Using HTML5 Today part 4–What happened to XHTML?
- by Steve Albers
This is the fourth entry in a series of descriptions & demos from the “Using HTML5 Today” user group presentation. For practical purposes, the original XHTML standard is a historical footnote, although XHTML transitional will probably live on forever in the default web page templates of old web page editors. The original XHTML spec was released in 2000, on the heels of the HTML 4.01 spec. The plan was to move web development away from HTML to the more formal, rigorous approach that XHTML offered, but it was built on a principle that conflicts with the history and culture of the Internet: XHTML introduced the idea of Draconian Error Handling, which essentially means that invalid XML markup on a page will cause a page to stop rendering. There is a transitional mode offered in the original XHTML spec, but the goal was to move to D.E.H. You can see the result by changing the doc type for a document to “application/xhtml+xml” - for my class example we change this setting in the web.config file: <staticContent>
<remove fileExtension=".html" />
<mimeMap fileExtension=".html" mimeType="application/xhtml+xml" />
</staticContent>
With the new strict syntax a simple error, in this case a duplicate </td> tag, can cause a critical page error:
While XHTML became very popular in the ensuing decade, the Strict form of XHTML never achieved widespread use.

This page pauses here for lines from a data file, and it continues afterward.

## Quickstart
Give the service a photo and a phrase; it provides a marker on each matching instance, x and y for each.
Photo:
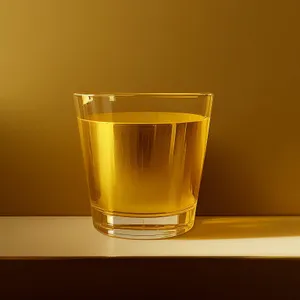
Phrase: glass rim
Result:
(143, 94)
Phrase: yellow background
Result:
(246, 52)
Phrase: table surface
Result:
(50, 237)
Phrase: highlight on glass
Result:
(143, 156)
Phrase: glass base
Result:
(143, 227)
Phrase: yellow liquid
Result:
(143, 162)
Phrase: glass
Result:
(143, 155)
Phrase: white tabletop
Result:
(211, 236)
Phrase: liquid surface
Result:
(144, 162)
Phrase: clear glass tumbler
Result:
(143, 155)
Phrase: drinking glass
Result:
(143, 156)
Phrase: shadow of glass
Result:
(243, 227)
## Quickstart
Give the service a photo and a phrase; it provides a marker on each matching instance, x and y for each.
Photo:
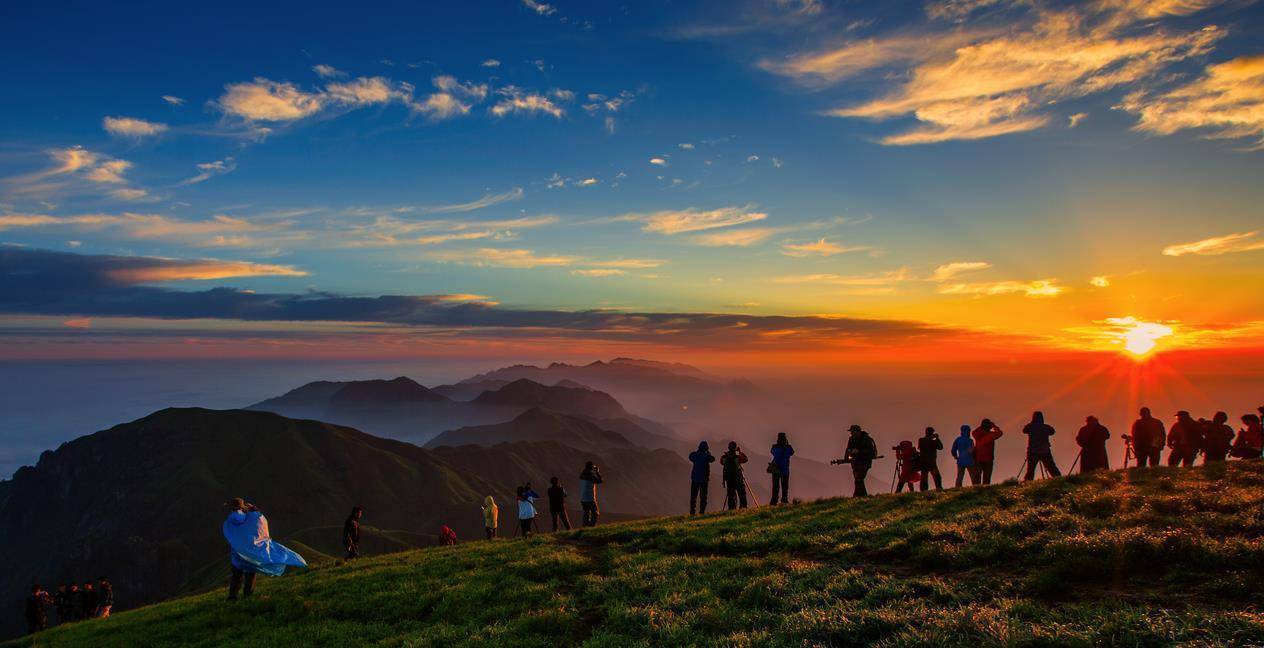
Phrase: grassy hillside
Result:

Draconian Error Handling was one of the factors that led in time to the creation of the WHATWG, or Web Hypertext Application Technology Group. WHATWG contributed to the eventually disbanding of the XHTML 2.0 working group and the W3C’s move to embrace the HTML5 standard.
For developers who long for XML markup the W3C HTML5 standard includes an XHTML5 syntax.
For the longer, more definitive look at what happened to XHTML and how HTML5 came to be check out the Dive Into HTML mirror site or Bruce Lawson’s “HTML5: Who, What, When Why” talk.